10.- How important is research for a patient who has suffered an ictus?
- Progress has been made mostly in prevention, which is the best treatment there is (not smoking, abandoning a sedentary life, maintaining a normal blood pressure, etc.) and people are becoming increasingly aware of that. Secondly, fibrillation treatments (new medications which are more expensive, but also more effective than those known until now, such as the drug Sintrom®).
In contrast, in the case of ictus caused by haemorrhages we have made little progress. Operating is adequate in some cases, but not all. To try to stabilise a person's blood pressure in the first few hours is the best option we have for now.
11.- And once the ictus has occurred, what must we do?
This is the one huge problem we have. Techniques and treatments are being studied with the aim of regenerating brain cells, but up until today we have not been able to find anything that works. Rehabilitation is very important, of both motor and neuropsychological skills, but we are still in the stage in which more research is needed. It is possible that large portions of the donations to the TV3 Marathon will go towards improving the sequels of an ictus. There are formulas to help stimulate the brain which could contribute to recovering motor skills, but it is all still in the initial stages.
12.- What is the right amount of time in which to reach the hospital?

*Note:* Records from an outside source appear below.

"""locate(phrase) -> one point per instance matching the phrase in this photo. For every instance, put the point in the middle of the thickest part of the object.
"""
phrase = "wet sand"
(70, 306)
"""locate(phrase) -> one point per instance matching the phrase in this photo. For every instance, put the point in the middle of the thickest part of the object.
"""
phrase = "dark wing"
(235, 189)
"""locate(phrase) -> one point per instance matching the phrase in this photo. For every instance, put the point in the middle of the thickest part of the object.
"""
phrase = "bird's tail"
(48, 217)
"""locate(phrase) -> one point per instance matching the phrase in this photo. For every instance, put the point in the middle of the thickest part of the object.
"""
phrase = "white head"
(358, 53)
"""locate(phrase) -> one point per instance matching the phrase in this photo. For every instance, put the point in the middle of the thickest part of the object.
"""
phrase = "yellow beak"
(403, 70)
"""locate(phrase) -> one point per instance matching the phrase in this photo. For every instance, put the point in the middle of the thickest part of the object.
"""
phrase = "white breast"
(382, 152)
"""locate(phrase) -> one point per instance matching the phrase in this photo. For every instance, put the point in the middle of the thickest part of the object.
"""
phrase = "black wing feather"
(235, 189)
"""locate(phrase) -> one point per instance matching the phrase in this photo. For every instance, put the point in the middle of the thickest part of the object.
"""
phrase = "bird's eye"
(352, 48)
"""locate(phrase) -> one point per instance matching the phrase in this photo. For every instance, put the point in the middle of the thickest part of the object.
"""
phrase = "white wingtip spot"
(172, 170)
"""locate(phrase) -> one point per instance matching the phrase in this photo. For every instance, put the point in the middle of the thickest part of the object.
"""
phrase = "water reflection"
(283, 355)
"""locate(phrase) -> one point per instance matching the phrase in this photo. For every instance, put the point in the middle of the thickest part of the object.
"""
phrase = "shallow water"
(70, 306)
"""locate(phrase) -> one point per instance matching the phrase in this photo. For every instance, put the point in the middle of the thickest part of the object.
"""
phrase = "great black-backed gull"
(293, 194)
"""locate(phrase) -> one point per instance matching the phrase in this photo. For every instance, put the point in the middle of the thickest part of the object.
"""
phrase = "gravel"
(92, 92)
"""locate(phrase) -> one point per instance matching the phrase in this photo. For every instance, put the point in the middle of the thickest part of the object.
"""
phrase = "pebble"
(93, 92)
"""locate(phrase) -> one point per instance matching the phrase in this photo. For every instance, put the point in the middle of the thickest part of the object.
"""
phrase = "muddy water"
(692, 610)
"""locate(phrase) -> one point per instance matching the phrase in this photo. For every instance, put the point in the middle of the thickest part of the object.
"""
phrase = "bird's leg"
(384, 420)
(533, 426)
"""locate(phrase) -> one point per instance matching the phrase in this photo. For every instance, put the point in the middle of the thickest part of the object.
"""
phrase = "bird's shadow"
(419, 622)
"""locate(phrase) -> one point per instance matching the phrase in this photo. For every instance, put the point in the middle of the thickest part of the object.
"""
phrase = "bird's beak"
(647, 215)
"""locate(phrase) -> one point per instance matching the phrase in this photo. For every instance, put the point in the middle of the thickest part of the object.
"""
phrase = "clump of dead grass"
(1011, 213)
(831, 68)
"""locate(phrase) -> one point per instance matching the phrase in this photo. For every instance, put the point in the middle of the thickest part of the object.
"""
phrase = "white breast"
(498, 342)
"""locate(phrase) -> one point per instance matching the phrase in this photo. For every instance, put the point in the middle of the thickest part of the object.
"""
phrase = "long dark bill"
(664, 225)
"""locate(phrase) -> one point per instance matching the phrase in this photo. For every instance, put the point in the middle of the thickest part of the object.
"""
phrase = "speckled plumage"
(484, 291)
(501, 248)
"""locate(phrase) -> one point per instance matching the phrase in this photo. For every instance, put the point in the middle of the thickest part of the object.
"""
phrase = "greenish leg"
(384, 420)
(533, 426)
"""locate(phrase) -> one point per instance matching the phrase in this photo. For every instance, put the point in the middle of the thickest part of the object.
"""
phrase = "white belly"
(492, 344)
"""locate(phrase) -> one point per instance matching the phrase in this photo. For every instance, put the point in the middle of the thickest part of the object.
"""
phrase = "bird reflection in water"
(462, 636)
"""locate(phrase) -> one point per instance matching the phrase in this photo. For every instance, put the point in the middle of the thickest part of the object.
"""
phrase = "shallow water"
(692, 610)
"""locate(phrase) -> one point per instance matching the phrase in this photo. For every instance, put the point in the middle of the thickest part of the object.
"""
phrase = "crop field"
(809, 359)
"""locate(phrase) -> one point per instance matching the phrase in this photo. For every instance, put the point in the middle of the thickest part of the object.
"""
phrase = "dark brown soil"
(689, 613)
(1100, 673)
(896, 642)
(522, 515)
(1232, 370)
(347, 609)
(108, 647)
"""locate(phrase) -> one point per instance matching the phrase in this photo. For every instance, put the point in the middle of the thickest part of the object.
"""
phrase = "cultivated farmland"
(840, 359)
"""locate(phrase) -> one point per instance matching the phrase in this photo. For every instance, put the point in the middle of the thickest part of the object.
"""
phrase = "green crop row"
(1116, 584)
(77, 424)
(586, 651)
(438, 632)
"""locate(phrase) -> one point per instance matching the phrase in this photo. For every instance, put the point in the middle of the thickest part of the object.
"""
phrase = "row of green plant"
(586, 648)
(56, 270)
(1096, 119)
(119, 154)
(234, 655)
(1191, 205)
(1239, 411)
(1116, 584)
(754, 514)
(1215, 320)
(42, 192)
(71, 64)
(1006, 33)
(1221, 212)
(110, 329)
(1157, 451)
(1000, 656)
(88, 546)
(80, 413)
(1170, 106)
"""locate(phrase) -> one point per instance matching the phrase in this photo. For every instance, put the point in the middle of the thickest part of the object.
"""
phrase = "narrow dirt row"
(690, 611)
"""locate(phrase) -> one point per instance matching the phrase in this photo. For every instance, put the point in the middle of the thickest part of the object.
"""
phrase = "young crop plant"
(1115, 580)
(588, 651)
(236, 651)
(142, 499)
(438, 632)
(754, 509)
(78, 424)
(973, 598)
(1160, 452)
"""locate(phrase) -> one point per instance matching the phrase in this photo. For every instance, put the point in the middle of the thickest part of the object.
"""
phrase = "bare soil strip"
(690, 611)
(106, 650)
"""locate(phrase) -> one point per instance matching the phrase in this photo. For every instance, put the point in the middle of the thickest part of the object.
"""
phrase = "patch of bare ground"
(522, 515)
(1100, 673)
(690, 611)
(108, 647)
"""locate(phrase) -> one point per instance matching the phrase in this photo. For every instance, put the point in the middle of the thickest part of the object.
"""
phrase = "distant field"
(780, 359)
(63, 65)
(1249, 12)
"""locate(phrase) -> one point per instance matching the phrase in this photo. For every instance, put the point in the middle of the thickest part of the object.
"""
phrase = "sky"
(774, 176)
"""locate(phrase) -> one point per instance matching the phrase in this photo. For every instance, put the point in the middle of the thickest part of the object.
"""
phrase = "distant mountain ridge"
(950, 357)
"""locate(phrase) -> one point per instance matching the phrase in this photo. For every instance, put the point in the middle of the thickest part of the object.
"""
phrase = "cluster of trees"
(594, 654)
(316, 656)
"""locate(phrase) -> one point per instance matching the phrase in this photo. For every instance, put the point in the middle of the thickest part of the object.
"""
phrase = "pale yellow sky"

The less time it takes, the better. All the techniques I've explained have reduced effects the longer it takes to apply them. Most patients do not benefit from a surgery if more than seven hours have passed. Seven or eight hours maximum for the thrombocytosis and 4.5 hours for the thrombolysis. Past those 4.5 hours of thrombolysis it is very difficult to recover anything. But if the hospital is reached in the first hour and the doctors can unclog the artery, most patients recover. We call it the "golden hour"!
13.- Is Catalonia a pioneering country in the treatments for ICTUS?
Yes, definitely. The potential we have here and the research which has been conducted is crucial. We have cutting-edge treatments for ictus.